Note that setting the MASTER environment variable is specific to the run-example script. It won't pick up the default value from the new spark-defaults.conf file.
2) spark-submit script
The spark-submit is a new wrapper script for submitting Spark jobs. Although you can still use spark-class directly, this is the primary job submission script. It has the following usage:
> bin/spark-submit --class JOBCLASSTORUN [spark-submit options] APPLICATIONJAR [application args]
Note that the job jar is now passed in on the command line, unlike before with spark-class.
There's all sorts of new options in spark-submit. Here are some options of note taken from the --help output:
--master MASTER_URL spark://host:port, mesos://host:port, yarn, or local. --class CLASS_NAME Your application's main class (for Java / Scala apps). --jars JARS Comma-separated list of local jars to include on the driver and executor classpaths. --properties-file FILE Path to a file from which to load extra properties. If not specified, this will look for conf/spark-defaults.conf. --driver-memory MEM Memory for driver (e.g. 1000M, 2G) (Default: 512M). --driver-java-options Extra Java options to pass to the driver. --driver-library-path Extra library path entries to pass to the driver. --driver-class-path Extra class path entries to pass to the driver. Note that jars added with --jars are automatically included in the classpath.
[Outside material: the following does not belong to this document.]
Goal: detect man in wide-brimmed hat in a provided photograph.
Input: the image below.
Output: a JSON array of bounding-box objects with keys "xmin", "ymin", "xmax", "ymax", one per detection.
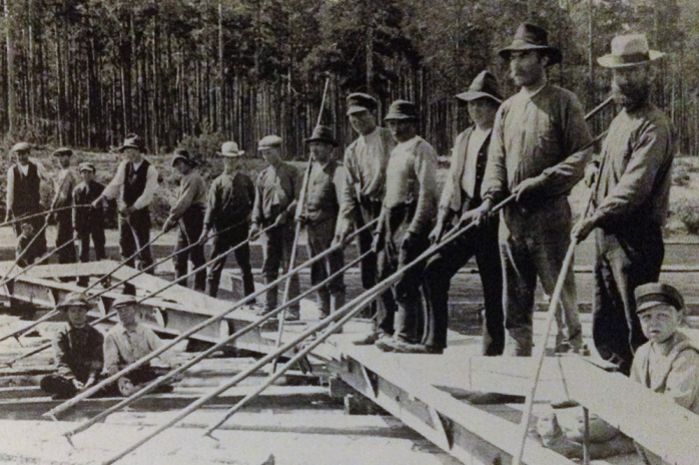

But you probably won't end up using these, you'll more likely use ...
Previously, options were configured through SPARK_JAVA_OPTS, but that is now deprecated. Everything should now be done through the spark-defaults.conf file. It is read and loaded from spark-submit when you submit a job. By default it is read in conf/spark-defaults.conf but that can be altered using the --properties-file option. In addition, settings through SPARK_CLASSPATH or SPARK_LIBRARY_PATH should now be set through spark-defaults.conf as well.
Here are several options for spark-defaults.conf of particular note, with the full list in the Spark documentation.
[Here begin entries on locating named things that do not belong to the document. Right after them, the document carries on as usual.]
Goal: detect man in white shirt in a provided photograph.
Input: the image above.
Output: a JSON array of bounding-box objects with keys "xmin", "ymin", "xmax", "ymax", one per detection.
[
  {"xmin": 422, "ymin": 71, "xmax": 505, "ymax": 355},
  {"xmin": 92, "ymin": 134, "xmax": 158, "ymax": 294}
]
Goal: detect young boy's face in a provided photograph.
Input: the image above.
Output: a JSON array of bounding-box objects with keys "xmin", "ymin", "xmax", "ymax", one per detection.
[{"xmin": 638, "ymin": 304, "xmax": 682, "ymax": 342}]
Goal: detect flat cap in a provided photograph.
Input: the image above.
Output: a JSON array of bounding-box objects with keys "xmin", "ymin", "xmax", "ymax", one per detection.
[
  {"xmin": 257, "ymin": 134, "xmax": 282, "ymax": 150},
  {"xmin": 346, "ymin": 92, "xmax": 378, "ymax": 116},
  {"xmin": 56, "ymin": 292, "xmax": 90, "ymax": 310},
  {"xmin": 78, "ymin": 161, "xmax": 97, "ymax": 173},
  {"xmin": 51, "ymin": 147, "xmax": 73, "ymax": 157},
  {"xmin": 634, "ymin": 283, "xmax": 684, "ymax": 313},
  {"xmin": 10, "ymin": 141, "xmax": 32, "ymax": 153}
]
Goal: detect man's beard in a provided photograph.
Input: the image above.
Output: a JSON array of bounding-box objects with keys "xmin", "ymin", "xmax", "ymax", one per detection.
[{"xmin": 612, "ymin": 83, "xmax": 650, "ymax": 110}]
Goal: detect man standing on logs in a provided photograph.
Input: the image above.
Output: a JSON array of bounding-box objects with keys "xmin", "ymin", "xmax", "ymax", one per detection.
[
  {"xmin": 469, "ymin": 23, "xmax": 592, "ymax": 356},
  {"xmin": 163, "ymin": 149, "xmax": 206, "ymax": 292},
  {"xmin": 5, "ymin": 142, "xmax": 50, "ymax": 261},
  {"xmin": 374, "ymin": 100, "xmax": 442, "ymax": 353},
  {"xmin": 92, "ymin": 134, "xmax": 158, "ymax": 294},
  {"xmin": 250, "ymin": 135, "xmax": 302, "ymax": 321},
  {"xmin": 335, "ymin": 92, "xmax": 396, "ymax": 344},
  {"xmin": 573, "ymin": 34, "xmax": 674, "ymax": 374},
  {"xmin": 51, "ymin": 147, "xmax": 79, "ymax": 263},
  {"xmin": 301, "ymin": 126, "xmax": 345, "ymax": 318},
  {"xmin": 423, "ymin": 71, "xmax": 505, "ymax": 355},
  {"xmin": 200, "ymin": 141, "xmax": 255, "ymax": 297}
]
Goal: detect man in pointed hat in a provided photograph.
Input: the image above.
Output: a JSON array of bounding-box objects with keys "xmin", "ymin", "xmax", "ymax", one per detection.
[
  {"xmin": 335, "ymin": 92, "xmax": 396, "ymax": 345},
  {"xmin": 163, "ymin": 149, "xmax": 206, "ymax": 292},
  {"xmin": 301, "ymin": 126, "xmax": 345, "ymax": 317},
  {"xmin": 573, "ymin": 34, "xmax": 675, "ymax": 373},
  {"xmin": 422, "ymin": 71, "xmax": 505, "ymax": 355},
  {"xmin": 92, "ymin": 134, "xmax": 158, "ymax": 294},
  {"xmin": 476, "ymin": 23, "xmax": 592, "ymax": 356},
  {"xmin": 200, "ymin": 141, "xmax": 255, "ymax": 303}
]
spark.master set Spark master, e.g. spark://SPARKMASTER:7077 spark.executor.memory set executor memory, e.g. 1024m, see more below spark.executor.extraClassPath what used to be set by SPARK_CLASSPATH spark.executor.extraLibraryPath what used to be set by SPARK_LIBRARY_PATH
4) deprecated SPARK_MEM environment variable
The SPARK_MEM environment variable has been deprecated and replaced by two new configurations so users can configure the Spark executors and driver memory separately..
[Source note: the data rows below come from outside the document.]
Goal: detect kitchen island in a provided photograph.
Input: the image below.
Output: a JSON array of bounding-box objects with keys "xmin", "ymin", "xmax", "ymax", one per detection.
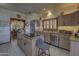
[
  {"xmin": 17, "ymin": 33, "xmax": 38, "ymax": 56},
  {"xmin": 70, "ymin": 36, "xmax": 79, "ymax": 56}
]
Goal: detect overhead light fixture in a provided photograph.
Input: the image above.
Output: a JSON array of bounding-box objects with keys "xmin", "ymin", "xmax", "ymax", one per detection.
[{"xmin": 47, "ymin": 11, "xmax": 52, "ymax": 16}]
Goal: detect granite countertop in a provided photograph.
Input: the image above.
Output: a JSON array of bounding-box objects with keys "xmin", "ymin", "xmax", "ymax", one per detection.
[{"xmin": 70, "ymin": 36, "xmax": 79, "ymax": 41}]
The SPARK_DRIVER_MEMORY environment will set memory for your Spark driver. This could also be handled via the --driver-memory option in spark-submit.
The memory for Spark executors is now handled by the spark.executor.memory option in spark-defaults.conf. Documentation indicates the environment variable SPARK_EXECUTOR_MEMORY will also work, but I didn't try that.
5) deprecated spark.local.dir
The configuration option spark.local.dir is now apparently deprecated in favor of the SPARK_LOCAL_DIRS environment variable.